Durante a queda do X, Yago foi um dos mais de 2 milhões de brasileiros que migraram para o Bluesky. Essa rede, com características quase idênticas ao antigo Twitter, rapidamente se tornou o “refúgio” de muitos que buscavam um ambiente mais tranquilo e seguro para interação.
Para Yago, a experiência no Bluesky foi mais “saudável”, e ele encontrou uma comunidade mais acolhedora.
Apesar disso, Yago optou por retornar ao X assim que a plataforma voltou ao ar, pois a maioria de seus amigos e conhecidos ainda permanecia lá. É o famoso “efeito de rede”: o valor de uma rede tende a aumentar à medida que mais e mais pessoas a utilizam.

Lemes explica que o anonimato nas redes sociais permite que as pessoas adotem uma “figura de si mesmas” que lhes confere uma liberdade para expressar opiniões sem medo de repercussões na vida real.
Isso contribui para que muitos indivíduos se sintam à vontade para compartilhar pensamentos e ideias extremas, sabendo que sua identidade permanece oculta. Esse tipo de comportamento, segundo a pesquisadora, se intensificou com a chegada de Elon Musk.
Quando Musk comprou o Twitter em outubro de 2022 e mudou o nome da rede para X, ele implementou várias mudanças na dinâmica da plataforma. Entre as alterações, muitas das regras de moderação foram flexibilizadas, o que permitiu o surgimento de mais grupos de disseminação de discurso de ódio e desinformação.
Yago, que usa o Twitter desde 2016, percebeu uma deterioração da qualidade da plataforma desde a entrada de Musk. Ele menciona que não apenas começou a ver mais conteúdo de ódio em sua linha do tempo, mas também que o botão de denúncia raramente funciona com eficácia.

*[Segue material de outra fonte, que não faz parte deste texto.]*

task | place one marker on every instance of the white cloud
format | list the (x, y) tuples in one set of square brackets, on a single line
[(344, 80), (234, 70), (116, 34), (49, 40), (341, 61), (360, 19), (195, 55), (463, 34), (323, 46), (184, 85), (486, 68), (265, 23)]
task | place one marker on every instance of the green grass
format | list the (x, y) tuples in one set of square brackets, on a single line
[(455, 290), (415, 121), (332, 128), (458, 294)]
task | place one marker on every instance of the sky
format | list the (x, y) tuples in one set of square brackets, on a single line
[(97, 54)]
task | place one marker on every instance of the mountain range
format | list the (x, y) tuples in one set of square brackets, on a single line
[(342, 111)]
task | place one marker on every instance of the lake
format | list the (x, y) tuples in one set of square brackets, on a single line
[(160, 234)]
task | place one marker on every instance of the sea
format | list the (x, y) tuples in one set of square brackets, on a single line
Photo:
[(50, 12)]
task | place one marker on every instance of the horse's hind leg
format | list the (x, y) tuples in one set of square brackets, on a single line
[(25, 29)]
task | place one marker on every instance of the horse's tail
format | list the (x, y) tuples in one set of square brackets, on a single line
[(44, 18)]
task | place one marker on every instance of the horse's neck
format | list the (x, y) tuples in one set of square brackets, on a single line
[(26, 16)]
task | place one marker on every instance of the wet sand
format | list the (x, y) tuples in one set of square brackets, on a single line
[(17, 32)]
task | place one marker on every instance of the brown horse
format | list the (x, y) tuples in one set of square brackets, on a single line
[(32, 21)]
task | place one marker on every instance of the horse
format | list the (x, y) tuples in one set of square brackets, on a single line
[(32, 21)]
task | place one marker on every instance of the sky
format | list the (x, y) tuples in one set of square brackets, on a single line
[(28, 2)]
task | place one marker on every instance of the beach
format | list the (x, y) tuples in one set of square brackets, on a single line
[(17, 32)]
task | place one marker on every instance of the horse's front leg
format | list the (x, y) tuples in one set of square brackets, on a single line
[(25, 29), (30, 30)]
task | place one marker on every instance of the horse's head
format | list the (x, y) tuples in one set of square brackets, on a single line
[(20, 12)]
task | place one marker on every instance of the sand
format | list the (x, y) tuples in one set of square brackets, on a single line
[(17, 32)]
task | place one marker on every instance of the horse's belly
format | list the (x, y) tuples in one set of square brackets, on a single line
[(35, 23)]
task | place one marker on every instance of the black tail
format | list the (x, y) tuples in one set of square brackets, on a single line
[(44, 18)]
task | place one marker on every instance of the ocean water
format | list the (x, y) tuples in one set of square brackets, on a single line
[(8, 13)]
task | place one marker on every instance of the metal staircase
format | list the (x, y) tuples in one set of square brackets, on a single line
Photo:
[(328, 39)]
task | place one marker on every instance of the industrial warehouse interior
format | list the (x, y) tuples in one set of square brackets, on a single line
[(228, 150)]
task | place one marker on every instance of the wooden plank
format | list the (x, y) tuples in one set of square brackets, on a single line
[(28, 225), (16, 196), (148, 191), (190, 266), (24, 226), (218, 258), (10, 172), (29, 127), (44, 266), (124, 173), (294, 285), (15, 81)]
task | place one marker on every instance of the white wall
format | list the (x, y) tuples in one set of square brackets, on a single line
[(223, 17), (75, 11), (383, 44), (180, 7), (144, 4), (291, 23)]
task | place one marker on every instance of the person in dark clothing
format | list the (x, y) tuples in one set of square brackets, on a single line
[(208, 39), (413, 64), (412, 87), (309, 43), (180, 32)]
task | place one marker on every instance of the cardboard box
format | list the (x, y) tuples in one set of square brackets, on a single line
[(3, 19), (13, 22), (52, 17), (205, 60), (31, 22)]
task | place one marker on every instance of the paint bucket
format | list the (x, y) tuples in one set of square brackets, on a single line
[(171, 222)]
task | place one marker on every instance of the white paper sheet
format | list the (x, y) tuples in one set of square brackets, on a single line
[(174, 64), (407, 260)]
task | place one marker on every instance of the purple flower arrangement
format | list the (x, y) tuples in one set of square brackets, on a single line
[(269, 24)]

Apesar de lamentar a falta que a rede social traria, muitos usuários do X apoiaram a decisão de Moraes, como observou Aianne. Assim como Yago, as pessoas sentiram que a posse de Musk e as subsequentes mudanças na moderação impactaram negativamente o ambiente da plataforma.
Além do X da questão…
O X retornou mais de um mês depois de sua suspensão, no dia 8 de outubro, após Elon Musk cumprir as determinações impostas pelo ministro Alexandre de Moraes: o bloqueio de perfis que disseminam conteúdos antidemocráticos e uma salgada multa de R$ 28 milhões.
Atualmente, de acordo com informações do Website Rating, o X conta com 368 milhões de usuários ativos. Ainda que a mudança do Twitter para X tenha afastado algumas pessoas que, por diversos motivos, não se adaptaram às mudanças.
Apesar disso, Aianne Amado acredita que o senso de comunidade no Brasil é forte o suficiente para superar qualquer barreira imposta, seja por mudanças na plataforma ou por outros desafios externos.
A pesquisadora relembra o Orkut, que teve uma organização única por aqui, com comunidades e grupos que se formaram de maneira bem distinta em relação a outros países.
Mesmo após o fim do Orkut, a transição para o Facebook foi seguida por uma adaptação rápida dos usuários, que encontraram novas formas de interagir e organizar essas comunidades.
“Os brasileiros vão sempre encontrar uma forma de criar uma estrutura coletiva, de se organizar em uma comunidade e definir uma hierarquia que realmente funciona, não importa qual seja a rede social”, afirma.